Supplementary Fig. 1

Correlations between the numbers of impaired hormones in individual cases and their cyst/tumor sizes (each separate dimension) in patients with RCC and those with NFA. Symbols are the same as used in Fig. 2.

Supplementary Fig. 2

LH (a) and FSH (b) responses to GnRH in patients with and without impaired gonadotropin secretion, and comparison of the AUCs of the LH and FSH responses between patients with and patients without impaired gonadotropin secretion in the RCC and NFA groups. #, Difference between the RCC and NFA groups with gonadotropin secretion impairment; §, interaction between the group and time course, as evaluated by a repeated measures ANOVA. , Mann-Whitney U test; , unpaired t-test.
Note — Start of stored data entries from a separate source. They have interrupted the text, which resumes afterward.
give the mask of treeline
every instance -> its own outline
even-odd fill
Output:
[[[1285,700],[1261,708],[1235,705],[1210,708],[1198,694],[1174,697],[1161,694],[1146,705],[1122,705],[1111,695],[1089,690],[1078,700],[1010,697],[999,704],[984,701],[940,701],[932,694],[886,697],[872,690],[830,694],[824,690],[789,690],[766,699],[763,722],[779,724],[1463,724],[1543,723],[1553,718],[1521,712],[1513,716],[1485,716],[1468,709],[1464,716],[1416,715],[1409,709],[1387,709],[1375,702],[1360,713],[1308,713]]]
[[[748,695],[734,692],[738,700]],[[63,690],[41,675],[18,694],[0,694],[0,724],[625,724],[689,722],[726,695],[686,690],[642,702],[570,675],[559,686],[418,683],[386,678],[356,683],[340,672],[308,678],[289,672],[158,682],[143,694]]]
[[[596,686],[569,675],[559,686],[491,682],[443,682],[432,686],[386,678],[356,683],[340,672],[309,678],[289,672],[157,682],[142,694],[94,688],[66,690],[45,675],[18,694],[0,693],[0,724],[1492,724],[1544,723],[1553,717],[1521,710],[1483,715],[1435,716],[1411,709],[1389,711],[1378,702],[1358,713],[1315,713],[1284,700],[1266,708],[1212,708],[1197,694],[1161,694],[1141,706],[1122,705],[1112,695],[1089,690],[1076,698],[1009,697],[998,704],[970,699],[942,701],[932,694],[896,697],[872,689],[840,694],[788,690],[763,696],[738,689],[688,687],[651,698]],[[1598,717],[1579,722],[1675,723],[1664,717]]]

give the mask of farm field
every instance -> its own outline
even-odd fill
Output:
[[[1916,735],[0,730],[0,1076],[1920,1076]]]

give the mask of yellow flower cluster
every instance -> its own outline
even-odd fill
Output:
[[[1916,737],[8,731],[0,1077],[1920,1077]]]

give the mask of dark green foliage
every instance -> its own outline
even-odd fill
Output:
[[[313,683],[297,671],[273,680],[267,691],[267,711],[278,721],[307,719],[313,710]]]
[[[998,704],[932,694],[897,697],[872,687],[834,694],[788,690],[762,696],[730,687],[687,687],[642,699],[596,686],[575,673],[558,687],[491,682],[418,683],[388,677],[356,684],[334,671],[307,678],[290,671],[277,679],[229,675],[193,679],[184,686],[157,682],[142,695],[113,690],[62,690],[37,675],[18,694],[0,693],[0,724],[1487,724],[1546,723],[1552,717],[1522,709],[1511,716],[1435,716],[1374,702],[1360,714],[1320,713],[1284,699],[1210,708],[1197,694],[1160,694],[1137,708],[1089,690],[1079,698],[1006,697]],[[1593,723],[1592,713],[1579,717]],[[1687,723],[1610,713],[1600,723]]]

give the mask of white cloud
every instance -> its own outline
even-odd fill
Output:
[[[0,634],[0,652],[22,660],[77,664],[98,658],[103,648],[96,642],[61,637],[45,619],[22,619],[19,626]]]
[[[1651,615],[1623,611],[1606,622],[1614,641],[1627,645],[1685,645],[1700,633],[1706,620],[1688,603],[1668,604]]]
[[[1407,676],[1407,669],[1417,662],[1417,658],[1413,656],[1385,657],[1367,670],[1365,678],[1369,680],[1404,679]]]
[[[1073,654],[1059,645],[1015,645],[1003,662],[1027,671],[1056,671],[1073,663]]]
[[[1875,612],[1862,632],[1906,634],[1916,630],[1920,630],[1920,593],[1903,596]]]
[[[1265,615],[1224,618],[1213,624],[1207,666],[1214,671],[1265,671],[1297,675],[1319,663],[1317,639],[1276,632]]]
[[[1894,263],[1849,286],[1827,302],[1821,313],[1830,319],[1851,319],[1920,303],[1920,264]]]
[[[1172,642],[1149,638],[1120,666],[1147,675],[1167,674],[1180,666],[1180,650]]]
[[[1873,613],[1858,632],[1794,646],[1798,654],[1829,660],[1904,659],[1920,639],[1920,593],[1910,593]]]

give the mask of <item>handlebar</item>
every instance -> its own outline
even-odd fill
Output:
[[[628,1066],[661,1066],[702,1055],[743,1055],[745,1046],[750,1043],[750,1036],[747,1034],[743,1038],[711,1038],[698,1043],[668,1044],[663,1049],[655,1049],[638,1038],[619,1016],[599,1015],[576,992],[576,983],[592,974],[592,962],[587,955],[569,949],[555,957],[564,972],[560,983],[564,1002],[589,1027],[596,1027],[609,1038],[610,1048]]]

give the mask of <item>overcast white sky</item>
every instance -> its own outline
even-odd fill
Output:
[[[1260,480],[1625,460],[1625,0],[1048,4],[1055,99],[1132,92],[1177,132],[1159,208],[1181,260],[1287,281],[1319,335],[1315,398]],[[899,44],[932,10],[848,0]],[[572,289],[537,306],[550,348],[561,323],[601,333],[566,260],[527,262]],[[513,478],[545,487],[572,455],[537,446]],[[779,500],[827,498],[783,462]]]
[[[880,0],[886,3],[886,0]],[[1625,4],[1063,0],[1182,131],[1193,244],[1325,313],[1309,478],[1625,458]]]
Patient numbers are shown in parentheses.

Supplementary Fig. 3

Comparison of the AUCs of the ACTH (a) and cortisol (b) responses to CRH and IIH between patients with reduced cortisol responses to both CRH and IIH, patients with normal responses to CRH and reduced responses to IIH, and patients with normal responses to both CRH and IIH in the RCC and NFA groups. ¶¶, p < 0.01; ns, not significant by Tukey’s post-hoc test following significant ANOVA (all p < 0.0001 but p = 0.0018 for ATCH responses to IIH). The other symbols are the same as used in Fig. 5.